Le 23 janvier dernier, ici-même, avec le président Jean-Jacques Urvoas, nous faisions le premier rapport sur le contrôle de la mise en oeuvre de l'état d'urgence – rapport dont nous avait chargé notre commission au début du mois de décembre. Nous étions d'accord à la fois sur les constats et sur le fait que l'efficacité de l'état d'urgence déclinait – dès cette période. Monsieur le ministre, vous avez rappelé tout à l'heure que l'immense majorité des actes pris sous ce régime l'avaient été au tout début de la mise en place de ce dispositif. C'est ce que nous n'avons cessé de constater depuis que la commission des Lois procède à ce contrôle. À la suite de ces constats puis des différents comptes rendus qui ont été présentés devant nous, j'ai voté contre la prolongation de l'état d'urgence en février comme en mai. Et, de la même façon, je voterai contre la prolongation qui est demandée aujourd'hui par le Gouvernement – pour trois motifs.
Premièrement, l'état d'urgence, dans le dispositif qui nous est proposé, ne peut pas constituer une réponse adaptée à la nouvelle forme d'attentats qui, avec toute l'atrocité qu'on connaît, a frappé la ville de Nice la semaine dernière. En effet, je rendrai demain au président de l'Assemblée nationale, avec M. Kader Arif, le rapport de la commission d'enquête sur les moyens de Daech, qui nous a demandé quelques mois de travail. Nous voyons bien évoluer – j'ai peine à le dire devant le ministre de l'Intérieur – le terrorisme qui nous attaque. L'état d'urgence est justifié quand il faut affaiblir des réseaux, quand on connaît les lieux à perquisitionner – ou qu'ils sont sous surveillance – et quand les gens sont repérés. L'état d'urgence est impuissant devant les nouvelles menaces isolées qui nous frappent et qui ont fait tant de victimes la semaine dernière.
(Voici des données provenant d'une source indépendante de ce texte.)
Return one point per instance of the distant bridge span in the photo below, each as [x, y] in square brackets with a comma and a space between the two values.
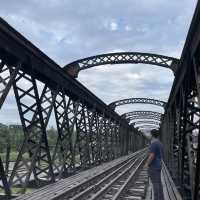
[121, 102]
[121, 58]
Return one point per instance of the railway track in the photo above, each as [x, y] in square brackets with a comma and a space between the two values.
[127, 181]
[87, 183]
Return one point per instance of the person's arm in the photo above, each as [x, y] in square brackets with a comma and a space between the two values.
[152, 153]
[149, 159]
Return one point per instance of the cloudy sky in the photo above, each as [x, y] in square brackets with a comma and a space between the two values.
[67, 30]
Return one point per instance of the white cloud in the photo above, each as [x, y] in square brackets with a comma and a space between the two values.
[113, 26]
[70, 30]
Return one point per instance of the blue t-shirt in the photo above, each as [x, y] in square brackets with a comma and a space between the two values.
[157, 149]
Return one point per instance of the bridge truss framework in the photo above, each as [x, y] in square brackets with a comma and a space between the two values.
[101, 134]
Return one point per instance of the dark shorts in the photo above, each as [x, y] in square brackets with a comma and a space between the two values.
[155, 176]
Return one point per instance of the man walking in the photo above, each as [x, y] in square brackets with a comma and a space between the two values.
[154, 164]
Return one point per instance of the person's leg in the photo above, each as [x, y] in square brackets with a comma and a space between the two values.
[155, 176]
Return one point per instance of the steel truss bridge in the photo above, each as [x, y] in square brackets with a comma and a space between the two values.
[89, 132]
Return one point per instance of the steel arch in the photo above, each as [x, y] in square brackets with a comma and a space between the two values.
[146, 122]
[146, 125]
[141, 113]
[156, 102]
[137, 117]
[121, 58]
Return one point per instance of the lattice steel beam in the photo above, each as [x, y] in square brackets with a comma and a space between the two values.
[156, 102]
[121, 58]
[145, 122]
[141, 113]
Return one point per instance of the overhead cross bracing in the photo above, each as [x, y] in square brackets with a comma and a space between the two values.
[121, 102]
[121, 58]
[102, 134]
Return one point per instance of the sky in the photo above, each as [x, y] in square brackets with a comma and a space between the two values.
[67, 30]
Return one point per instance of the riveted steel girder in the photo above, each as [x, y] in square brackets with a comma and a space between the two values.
[156, 102]
[121, 58]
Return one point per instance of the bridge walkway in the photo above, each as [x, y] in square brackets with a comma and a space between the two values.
[122, 178]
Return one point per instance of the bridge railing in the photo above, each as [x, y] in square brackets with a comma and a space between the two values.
[88, 131]
[181, 122]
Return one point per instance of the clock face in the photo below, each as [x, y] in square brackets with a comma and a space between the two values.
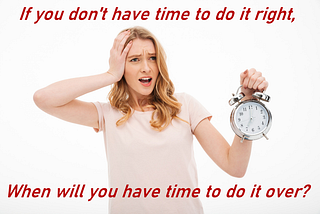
[251, 118]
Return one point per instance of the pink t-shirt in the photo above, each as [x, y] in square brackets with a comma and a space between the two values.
[141, 157]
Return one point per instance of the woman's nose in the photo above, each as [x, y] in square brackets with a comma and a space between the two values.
[145, 66]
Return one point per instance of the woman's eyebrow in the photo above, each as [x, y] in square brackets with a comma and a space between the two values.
[138, 55]
[135, 55]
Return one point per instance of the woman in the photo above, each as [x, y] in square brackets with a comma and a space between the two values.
[148, 129]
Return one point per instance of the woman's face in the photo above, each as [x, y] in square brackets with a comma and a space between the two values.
[141, 70]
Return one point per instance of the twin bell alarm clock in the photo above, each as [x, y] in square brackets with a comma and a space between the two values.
[250, 119]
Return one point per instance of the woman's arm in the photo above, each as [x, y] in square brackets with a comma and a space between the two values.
[59, 99]
[232, 159]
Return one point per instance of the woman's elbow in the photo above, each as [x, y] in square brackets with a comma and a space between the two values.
[238, 173]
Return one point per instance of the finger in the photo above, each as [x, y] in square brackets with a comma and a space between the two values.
[263, 86]
[253, 79]
[247, 78]
[123, 41]
[126, 49]
[243, 75]
[258, 81]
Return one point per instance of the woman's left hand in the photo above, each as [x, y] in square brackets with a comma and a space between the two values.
[252, 81]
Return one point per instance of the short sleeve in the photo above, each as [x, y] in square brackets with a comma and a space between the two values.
[101, 117]
[197, 112]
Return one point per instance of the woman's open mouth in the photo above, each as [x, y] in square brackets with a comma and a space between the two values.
[145, 81]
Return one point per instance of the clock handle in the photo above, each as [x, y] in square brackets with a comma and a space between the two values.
[265, 136]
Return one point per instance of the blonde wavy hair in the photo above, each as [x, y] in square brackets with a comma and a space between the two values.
[165, 105]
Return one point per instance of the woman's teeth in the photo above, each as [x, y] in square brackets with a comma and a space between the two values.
[145, 80]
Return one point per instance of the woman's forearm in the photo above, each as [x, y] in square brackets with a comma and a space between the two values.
[62, 92]
[239, 155]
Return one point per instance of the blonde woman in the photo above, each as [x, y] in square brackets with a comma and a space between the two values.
[148, 129]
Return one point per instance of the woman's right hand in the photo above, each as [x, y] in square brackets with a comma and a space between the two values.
[117, 56]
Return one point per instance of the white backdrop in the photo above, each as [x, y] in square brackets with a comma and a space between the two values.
[205, 58]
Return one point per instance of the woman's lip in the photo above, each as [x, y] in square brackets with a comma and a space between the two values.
[146, 84]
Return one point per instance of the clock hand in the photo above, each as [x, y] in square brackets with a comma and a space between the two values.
[251, 117]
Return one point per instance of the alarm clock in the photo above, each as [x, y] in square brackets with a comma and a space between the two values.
[250, 119]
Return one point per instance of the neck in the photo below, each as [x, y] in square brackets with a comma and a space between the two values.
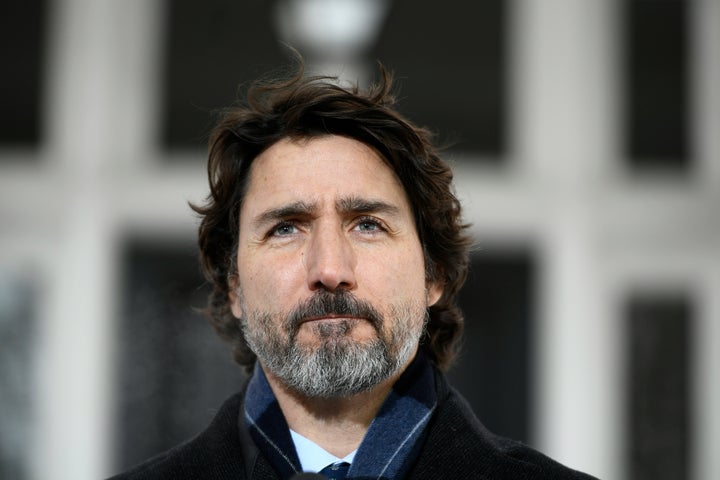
[338, 425]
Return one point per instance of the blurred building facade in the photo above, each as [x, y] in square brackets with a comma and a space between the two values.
[584, 140]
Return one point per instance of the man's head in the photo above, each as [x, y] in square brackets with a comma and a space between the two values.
[325, 199]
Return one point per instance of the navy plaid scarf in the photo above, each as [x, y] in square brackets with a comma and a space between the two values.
[389, 447]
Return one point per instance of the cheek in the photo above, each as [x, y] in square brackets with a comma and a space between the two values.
[398, 278]
[269, 282]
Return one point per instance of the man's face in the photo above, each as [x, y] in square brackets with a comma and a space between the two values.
[331, 274]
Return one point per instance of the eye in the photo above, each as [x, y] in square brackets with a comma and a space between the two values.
[283, 229]
[369, 225]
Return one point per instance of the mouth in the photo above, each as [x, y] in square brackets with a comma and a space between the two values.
[332, 318]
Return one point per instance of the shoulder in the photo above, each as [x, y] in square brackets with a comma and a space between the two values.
[213, 454]
[459, 446]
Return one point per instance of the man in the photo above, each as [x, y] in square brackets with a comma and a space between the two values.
[336, 249]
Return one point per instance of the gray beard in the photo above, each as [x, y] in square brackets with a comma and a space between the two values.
[339, 366]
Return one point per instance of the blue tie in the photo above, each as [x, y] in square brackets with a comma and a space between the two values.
[336, 471]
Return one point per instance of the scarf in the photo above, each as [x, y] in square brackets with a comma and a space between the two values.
[390, 445]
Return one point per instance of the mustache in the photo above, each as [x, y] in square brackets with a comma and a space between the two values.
[339, 303]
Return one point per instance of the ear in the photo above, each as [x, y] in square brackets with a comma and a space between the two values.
[434, 292]
[233, 297]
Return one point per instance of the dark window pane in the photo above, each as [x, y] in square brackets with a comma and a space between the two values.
[450, 60]
[657, 84]
[173, 370]
[22, 32]
[494, 371]
[212, 48]
[659, 332]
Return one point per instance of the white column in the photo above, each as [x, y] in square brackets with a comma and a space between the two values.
[705, 63]
[96, 110]
[564, 140]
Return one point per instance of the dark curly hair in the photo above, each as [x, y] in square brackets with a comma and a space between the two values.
[297, 107]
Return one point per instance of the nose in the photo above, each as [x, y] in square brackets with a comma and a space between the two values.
[330, 260]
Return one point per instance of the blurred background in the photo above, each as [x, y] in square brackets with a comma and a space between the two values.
[585, 137]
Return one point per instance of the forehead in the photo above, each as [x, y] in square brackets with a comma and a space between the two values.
[329, 167]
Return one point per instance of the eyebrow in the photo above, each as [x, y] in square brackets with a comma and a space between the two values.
[363, 205]
[294, 209]
[344, 206]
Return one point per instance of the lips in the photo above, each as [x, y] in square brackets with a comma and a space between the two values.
[329, 306]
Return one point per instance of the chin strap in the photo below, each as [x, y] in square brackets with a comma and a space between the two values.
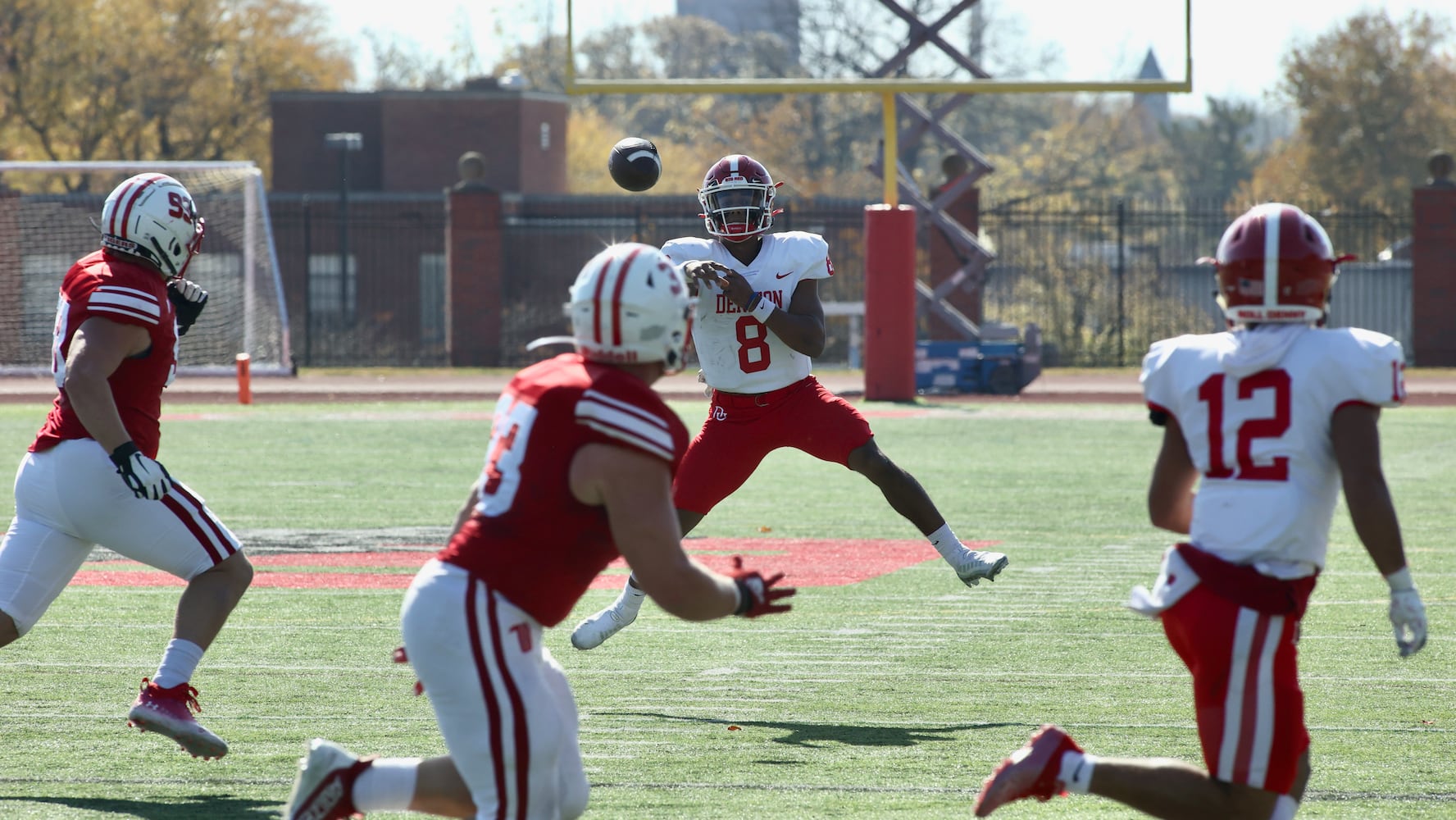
[545, 341]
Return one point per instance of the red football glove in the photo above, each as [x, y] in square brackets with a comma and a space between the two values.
[758, 596]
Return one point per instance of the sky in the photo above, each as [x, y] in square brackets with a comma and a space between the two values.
[1236, 44]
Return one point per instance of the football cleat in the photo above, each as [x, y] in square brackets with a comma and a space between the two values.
[1031, 771]
[169, 713]
[325, 784]
[596, 630]
[979, 564]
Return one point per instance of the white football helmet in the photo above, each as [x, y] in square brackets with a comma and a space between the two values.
[630, 305]
[152, 216]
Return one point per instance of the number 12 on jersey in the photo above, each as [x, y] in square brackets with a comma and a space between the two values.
[1251, 429]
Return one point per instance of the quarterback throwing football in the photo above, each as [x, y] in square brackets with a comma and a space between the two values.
[758, 326]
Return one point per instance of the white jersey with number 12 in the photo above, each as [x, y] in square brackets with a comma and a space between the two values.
[1255, 411]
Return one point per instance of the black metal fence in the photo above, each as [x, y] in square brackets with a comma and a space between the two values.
[1103, 279]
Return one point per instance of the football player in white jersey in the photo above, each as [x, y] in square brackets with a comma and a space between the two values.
[758, 326]
[1268, 420]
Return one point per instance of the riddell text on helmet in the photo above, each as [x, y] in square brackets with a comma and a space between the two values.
[598, 354]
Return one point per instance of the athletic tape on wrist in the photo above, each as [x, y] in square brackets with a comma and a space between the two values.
[763, 309]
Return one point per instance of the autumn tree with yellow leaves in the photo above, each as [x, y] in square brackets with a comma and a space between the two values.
[156, 79]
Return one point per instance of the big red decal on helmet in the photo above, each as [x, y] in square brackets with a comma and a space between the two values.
[125, 217]
[617, 298]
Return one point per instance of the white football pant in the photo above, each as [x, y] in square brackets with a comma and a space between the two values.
[67, 500]
[501, 699]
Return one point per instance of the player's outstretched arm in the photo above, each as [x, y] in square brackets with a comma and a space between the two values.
[97, 351]
[637, 491]
[1170, 494]
[1356, 439]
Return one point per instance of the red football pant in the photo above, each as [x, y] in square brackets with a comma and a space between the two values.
[743, 429]
[1245, 686]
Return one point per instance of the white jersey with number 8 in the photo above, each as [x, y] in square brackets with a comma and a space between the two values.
[1255, 408]
[735, 351]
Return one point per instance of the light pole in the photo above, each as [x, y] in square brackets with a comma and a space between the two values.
[344, 143]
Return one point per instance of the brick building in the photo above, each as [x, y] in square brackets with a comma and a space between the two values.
[412, 140]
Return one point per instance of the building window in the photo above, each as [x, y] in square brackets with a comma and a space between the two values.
[328, 293]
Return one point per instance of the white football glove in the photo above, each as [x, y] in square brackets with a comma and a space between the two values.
[144, 476]
[1407, 612]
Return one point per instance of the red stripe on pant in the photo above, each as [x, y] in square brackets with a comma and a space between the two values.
[523, 736]
[493, 708]
[1248, 722]
[189, 522]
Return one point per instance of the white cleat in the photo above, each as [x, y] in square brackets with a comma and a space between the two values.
[979, 564]
[596, 630]
[325, 784]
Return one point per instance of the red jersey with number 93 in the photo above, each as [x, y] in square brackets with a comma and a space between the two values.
[529, 538]
[1255, 408]
[108, 287]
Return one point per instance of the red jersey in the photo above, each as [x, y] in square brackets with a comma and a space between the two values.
[105, 286]
[529, 536]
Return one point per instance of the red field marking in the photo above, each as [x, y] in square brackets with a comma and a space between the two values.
[806, 563]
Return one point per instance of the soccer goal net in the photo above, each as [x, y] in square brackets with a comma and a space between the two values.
[47, 210]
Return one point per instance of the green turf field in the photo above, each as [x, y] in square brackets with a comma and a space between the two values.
[887, 698]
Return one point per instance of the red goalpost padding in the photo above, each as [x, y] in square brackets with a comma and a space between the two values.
[890, 303]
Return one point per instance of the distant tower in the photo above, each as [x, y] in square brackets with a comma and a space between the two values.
[1153, 103]
[741, 16]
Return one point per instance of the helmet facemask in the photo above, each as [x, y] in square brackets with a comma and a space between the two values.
[630, 305]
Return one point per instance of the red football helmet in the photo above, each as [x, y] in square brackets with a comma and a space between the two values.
[1276, 264]
[737, 198]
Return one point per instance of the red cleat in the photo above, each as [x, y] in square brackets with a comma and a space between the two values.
[169, 713]
[1031, 771]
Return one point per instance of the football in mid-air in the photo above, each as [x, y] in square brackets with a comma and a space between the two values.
[635, 163]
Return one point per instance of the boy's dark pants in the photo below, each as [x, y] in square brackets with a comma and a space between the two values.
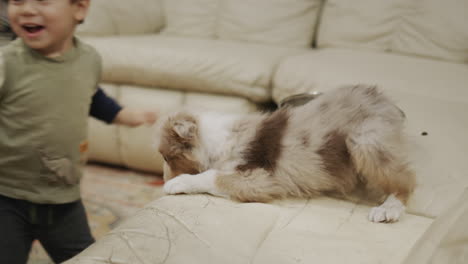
[62, 229]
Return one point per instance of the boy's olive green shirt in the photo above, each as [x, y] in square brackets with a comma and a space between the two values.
[44, 107]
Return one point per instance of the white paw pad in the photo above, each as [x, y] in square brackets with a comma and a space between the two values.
[179, 184]
[389, 211]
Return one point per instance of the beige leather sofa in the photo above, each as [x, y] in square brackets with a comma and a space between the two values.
[234, 55]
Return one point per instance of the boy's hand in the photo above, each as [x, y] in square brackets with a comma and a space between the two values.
[135, 117]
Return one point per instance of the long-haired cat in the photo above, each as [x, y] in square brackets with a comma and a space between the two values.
[348, 138]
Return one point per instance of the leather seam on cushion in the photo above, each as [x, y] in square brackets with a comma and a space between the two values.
[119, 141]
[262, 241]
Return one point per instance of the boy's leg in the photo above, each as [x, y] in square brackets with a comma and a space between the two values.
[15, 230]
[65, 231]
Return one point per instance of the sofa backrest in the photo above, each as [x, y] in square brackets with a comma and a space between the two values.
[122, 17]
[278, 22]
[428, 28]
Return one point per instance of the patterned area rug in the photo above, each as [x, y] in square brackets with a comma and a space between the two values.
[109, 195]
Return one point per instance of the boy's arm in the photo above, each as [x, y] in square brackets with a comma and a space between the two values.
[108, 110]
[104, 107]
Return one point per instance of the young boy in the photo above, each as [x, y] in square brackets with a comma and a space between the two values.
[47, 90]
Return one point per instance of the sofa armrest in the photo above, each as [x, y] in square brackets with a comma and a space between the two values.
[122, 17]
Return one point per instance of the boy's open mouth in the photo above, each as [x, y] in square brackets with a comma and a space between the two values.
[33, 28]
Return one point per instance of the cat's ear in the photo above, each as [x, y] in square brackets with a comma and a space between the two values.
[185, 126]
[185, 129]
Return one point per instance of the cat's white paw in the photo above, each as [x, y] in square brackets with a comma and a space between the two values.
[389, 211]
[179, 184]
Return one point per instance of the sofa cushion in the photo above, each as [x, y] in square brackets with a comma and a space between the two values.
[288, 23]
[205, 229]
[104, 19]
[429, 28]
[191, 18]
[446, 240]
[281, 22]
[433, 95]
[202, 65]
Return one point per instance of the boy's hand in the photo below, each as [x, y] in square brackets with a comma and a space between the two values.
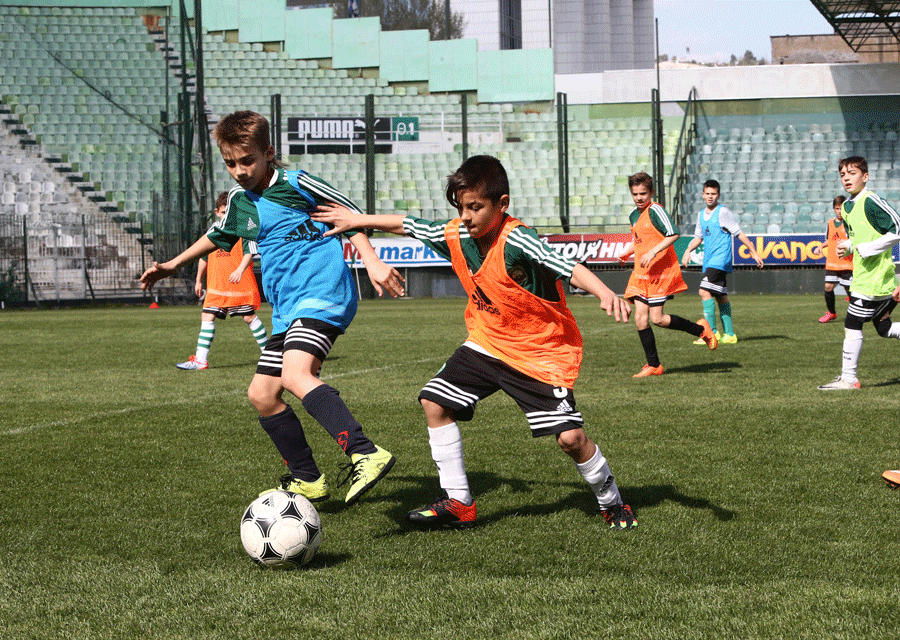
[844, 248]
[385, 277]
[336, 215]
[615, 306]
[155, 273]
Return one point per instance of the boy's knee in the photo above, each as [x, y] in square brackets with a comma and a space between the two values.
[883, 326]
[572, 441]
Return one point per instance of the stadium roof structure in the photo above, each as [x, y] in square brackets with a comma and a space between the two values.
[865, 26]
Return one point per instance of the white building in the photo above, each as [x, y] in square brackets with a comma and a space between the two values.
[587, 36]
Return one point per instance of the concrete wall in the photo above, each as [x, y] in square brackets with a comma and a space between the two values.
[733, 83]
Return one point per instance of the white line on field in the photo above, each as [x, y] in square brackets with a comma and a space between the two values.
[182, 401]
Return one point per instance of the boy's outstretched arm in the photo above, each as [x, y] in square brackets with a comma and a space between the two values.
[609, 301]
[381, 275]
[158, 271]
[343, 219]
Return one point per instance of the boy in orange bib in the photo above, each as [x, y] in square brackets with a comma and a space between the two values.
[522, 337]
[230, 291]
[657, 275]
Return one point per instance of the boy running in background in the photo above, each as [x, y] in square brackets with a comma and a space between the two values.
[838, 270]
[656, 276]
[312, 295]
[715, 227]
[522, 337]
[230, 291]
[873, 228]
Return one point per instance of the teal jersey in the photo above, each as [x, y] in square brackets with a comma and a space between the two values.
[304, 274]
[529, 262]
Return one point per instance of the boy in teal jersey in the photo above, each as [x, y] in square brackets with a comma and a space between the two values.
[715, 227]
[522, 339]
[312, 295]
[873, 228]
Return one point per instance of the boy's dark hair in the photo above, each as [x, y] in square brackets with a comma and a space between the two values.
[641, 178]
[854, 161]
[221, 200]
[243, 129]
[484, 174]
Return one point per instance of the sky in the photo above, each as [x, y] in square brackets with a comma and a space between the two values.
[713, 30]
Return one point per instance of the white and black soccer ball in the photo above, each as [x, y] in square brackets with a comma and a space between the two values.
[281, 529]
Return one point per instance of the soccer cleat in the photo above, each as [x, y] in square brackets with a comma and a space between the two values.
[702, 341]
[444, 511]
[315, 491]
[892, 478]
[648, 371]
[708, 336]
[192, 364]
[619, 517]
[839, 384]
[364, 470]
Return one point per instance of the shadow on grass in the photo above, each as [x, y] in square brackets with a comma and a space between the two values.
[772, 337]
[707, 367]
[421, 490]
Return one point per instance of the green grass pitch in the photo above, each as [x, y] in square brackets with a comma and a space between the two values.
[762, 512]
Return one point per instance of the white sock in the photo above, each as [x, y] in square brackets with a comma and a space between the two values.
[598, 476]
[852, 348]
[446, 451]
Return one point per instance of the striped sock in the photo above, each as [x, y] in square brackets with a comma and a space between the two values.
[258, 329]
[204, 340]
[727, 324]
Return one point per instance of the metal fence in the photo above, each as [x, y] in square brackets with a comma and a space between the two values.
[87, 257]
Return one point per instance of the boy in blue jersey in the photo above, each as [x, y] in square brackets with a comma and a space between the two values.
[715, 227]
[312, 295]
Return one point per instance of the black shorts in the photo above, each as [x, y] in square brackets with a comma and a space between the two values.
[715, 281]
[469, 376]
[222, 312]
[305, 334]
[843, 278]
[861, 311]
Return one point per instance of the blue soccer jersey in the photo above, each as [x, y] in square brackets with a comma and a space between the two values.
[716, 232]
[303, 272]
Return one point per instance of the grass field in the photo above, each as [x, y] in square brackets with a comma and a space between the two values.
[761, 509]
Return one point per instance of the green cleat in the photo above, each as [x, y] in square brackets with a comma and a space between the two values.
[364, 470]
[315, 491]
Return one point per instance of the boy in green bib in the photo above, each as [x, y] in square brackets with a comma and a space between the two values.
[873, 228]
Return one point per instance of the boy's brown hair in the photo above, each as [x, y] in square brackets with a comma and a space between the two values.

Deuxièmement, il y a une contradiction, bien que vous l'ayez niée, monsieur le ministre. Soit les dispositions de la nouvelle loi pénale adoptée par le Parlement au printemps dernier nous permettent de nous passer de l'état d'urgence, soit elles ne nous le permettent pas. Si le chef de l'État déclare qu'il met fin à l'état d'urgence ou qu'il ne le prolongera pas parce que nous disposons de tout l'arsenal législatif nécessaire, croyons-le, et faisons en sorte que le Parlement ne soit pas sollicité sur le sujet.
Troisièmement, il me semble que les Français attendent autre chose que de simples dispositions législatives, depuis plusieurs mois maintenant. Cela a été rappelé par MM. Alain Tourret et Jean-Christophe Lagarde, notamment. Nous attendons des mesures de fermeté contre l'islamisme radical, des mesures dans les prisons, dans les fausses écoles coraniques et dans les mosquées clandestines. Nous attendons l'expulsion des personnes qui propagent des messages de haine. Rien de tout cela ne vient. Cette nouvelle forme de propagande qui passe largement par les réseaux sociaux fait certainement de la communication notre premier adversaire. L'état d'urgence n'y changera rien non plus.
En conséquence, pour ces motifs comme pour d'autres que j'aurai l'occasion de préciser en séance publique ce soir, je ne voterai pas – pas plus que les deux fois précédentes – la prolongation de l'état d'urgence.